Academisch Ziekenhuis-VUB, Laarbeeklaan 101, 1090 Brussels*; pharmacist, Le Roeulx¹; CHU Sart Tilman Liège²; Poison Control Centre Brussels³; UZ Gent⁴; CU Luxembourg⁵

The classification was based on the system of Wolschrijn et al (1991): 7 categories ranging from no effect (I) over minor and moderate (II1,II2) to severe effects (III), completed with the respective * categories for assumed classes with insufficient scientific data. A total of 28/179 molecules (16%) were considered having no influence (I/I*): 1/33 hypnotics-sedatives (0/4 barbiturates and 1/25 benzodiazepines), 0/10 anticonvulsants, 0/25 antidepressants, 0/28 neuroleptics, 0/19 narcotic analgesics and antitussives, 6/24 antihistamines (4/20 H1 and 2/4 H2), 11/20 beta blockers, 3/10 antidiabetics and 7/10 central stimulants.
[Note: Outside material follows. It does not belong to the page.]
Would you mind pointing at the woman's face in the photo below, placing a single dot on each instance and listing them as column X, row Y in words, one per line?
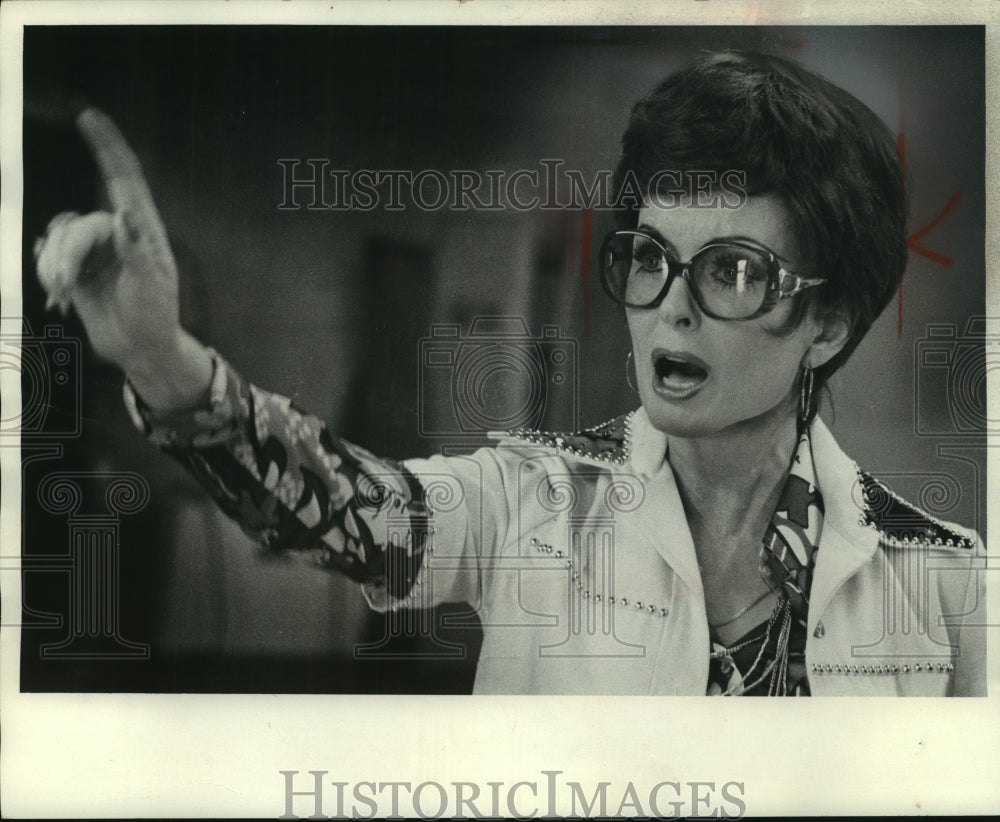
column 698, row 376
The categorization of the molecules proved to be problematic. The lack of study data is reflected in the number of * categories (50%), this fraction being variable in the different drug groups e.g. antihistamines 0%, benzodiazepines 32%, neuroleptics 71%. The diversity in the study protocols makes an unequivocal classification impossible and emphasizes the need for standardization. It is obvious that the effect on driving ability is dose-dependent and time-related, which makes the use of a single category inadequate; co-ingestion of other medicines or alcohol, and development of tolerance further complicate the problem. Moreover the study data seldom relate the observed psychomotor performances with measured plasma concentrations, while this relation may be important in future traffic legislation. Physicians and pharmacists should take these considerations into account when estimating the driving abilities of their patients.